Sunday morning means a 4 o’clock alarm call then grab what you can from the fridge. Alex had arrived home so agreed to set up registration for the day. First job is to drive the bike route checking signs then get to club to set out run route. Marshals start arriving early so you need to greet them and let them know where they will be. Most get 2 or 3 jobs over the morning so making sure they know where they need to be is key. The Ref arrives and needs a few mins of your time. Bikes are showing up now and must be checked to triathletes, helmets etc before being allowed to rack. Everything starts becoming frantic as lots of questions come your way about the route, parking, racking, forgotten kit, more first timers. Before long you are gathering everyone for the race brief making it as light hearted as possible. Once this is out of the way adrenaline builds and builds until you set the first swimmer off.
We were 4 marshals down, 2 being on the split point of the bike route so without panicking I called my brother in law to re route from his spot on Highdown to send the sprint bikes up Long Furlong. Panic over once he confirmed he was there. Some of the marshals overthink their roles and panic which in turn causes me to panic and overthink. They are usually doing their task perfectly but doubt spreads – you just need confidence that you’ve given them something to do they will enjoy. Once I had started everyone off I rushed out on the bike route to the split roundabout and make sure the super sprint did not climb long furlong. As parts of the bike routes are finished with the marshals, take down the signs before returning to the club. I returned towards the club to ensure the run was going ok , checking the marshals monitoring the crossing of Titnore lane on the way. Its great to see the runners finishing collecting their goody bags and saying how much they enjoy the route, despite how tough the run was. After the last runner is in its time to thank the marshals before sending them off for their breakfast with the triathletes, finding a quiet spot to produce some results from the apps we use.
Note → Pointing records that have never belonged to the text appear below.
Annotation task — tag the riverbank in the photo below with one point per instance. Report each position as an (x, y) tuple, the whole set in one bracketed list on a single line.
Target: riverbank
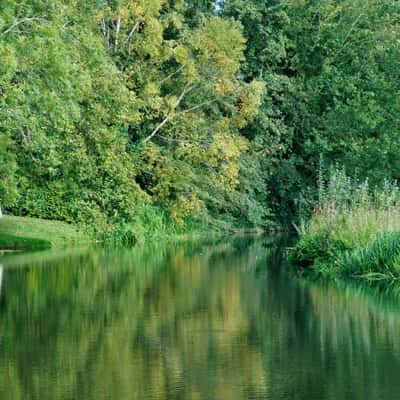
[(24, 233), (354, 233)]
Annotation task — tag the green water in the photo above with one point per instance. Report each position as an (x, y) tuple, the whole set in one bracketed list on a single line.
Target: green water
[(196, 321)]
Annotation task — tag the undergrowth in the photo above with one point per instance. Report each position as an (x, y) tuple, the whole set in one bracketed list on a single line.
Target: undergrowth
[(354, 230)]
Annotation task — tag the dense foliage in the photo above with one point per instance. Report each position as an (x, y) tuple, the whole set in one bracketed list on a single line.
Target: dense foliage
[(354, 231), (128, 111)]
The presentation was great including mentioning one guy who ran in a gorilla suit carrying a 35lb pack – training for a charity event coming up. Lots of the first timers came to say thanks and that it won’t be their last triathlon so mission accomplished.
The last few tasks are to collect the rest of the course down, remove racking pack the car, unload the car and go home to finalise the times, adding in transition and split times. Post these on the website and answer more emails.
This weekend I need to send the final info in to British Triathlon and sort out next years date.
Thanks to all the Tuffs who took part, marshalled and came along to support. These events are hard work but worth every minute when they are like last Sundays race was.